How To Let Go Of The Junk In Your Closet

by Alexa Tucker

There’s a giant blue Ikea bag (you know the one) sitting outside my bedroom door right now. It’s not filled with kitchen utensils or desk organizers or lighting fixtures (which, from Ikea, is basically some electrical wires and a lamp shade with a 376-page DIY guide.) The bag is filled with clothes, shoes, and accessories. There are some blue Lululemon pants, a colorful cotton dress from Splendid, and some orange Nine West patent flats in there, among some other not-so-cheap items. And I’m giving them away.

Wait — don’t get angry with me yet. It’s not that these aren’t great clothes. I’ve gotten good wear out of most of them and made wonderful memories in them. But they aren’t me.

I’m in the process of curating my closet (or at least, I’m trying to.) I have no idea where I came across the term “curate” in relation to wardrobes, but for some reason, it’s stuck with me. Since I’ve mainly heard the term in reference to museums, think about this: I think it’s fair to say that the more items you like in a museum, the better you like the museum itself. Sure, the layout and interior is important, but what really captures you are the pieces themselves.

That’s how I’m thinking of my closet. And even though I don’t have that perfectly organized two-story closet adorned with glamorous décor (yet), I’m really focusing on my clothes as art pieces. I love clothes — as a fashion writer, how can you not? — but as I’m learning to hone in on my own style, the more I’m realizing that some of the things I’ve worn over the years just aren’t my thing. That’s not to say that I thought they looked bad on me; I just didn’t feel right wearing them.

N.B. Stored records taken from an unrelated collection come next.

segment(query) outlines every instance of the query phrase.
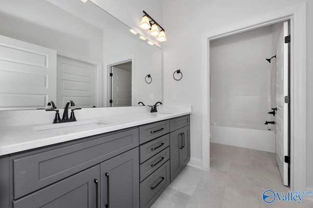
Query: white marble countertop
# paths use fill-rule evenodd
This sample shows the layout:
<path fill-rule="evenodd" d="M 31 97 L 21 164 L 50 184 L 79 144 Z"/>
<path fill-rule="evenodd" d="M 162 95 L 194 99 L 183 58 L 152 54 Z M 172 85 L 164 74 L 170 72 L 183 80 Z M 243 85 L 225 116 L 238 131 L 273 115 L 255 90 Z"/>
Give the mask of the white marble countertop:
<path fill-rule="evenodd" d="M 62 127 L 64 125 L 61 125 L 57 129 L 52 125 L 60 124 L 51 122 L 3 127 L 0 128 L 0 156 L 190 113 L 191 112 L 188 111 L 142 113 L 84 119 L 76 116 L 77 121 L 63 123 L 72 126 Z M 90 120 L 93 122 L 92 125 L 80 124 Z M 53 129 L 46 129 L 51 126 Z"/>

In fact, I’m glancing at a green and white gingham button-up hanging in my closet right now, and I think it’s got to go. I’ve only worn it once, so trust me when I say that the guilt is pulling me in the other direction. I’m not a wasteful person, and I don’t want to feel like I’m throwing away money. But I know for a fact that I will never, ever wear it again. I’ve got a photo where I’m holding my friend’s sweet baby girl, and I’m wearing this particular shirt in it. I love the picture, but every time I look at it, I think, "that shirt is not me." (And also, how my friend had THE cutest infant.)

The most important style rule in my book: the better you feel in an outfit, the better you look. So I’ve decided to get rid of the things I don't feel good in, whether that’s because it doesn’t fit right, it’s worn out, or because it’s just not who I am. Lately, I’ve been thinking a lot about what my personal style is, and although I can’t quite describe it perfectly yet, knowing what you like is a feeling you get. Although I’m sure that won’t convince my mom that what I’m doing is good for me when she visits and notices I no longer have those aforementioned orange patent flats I had to have a couple of years ago.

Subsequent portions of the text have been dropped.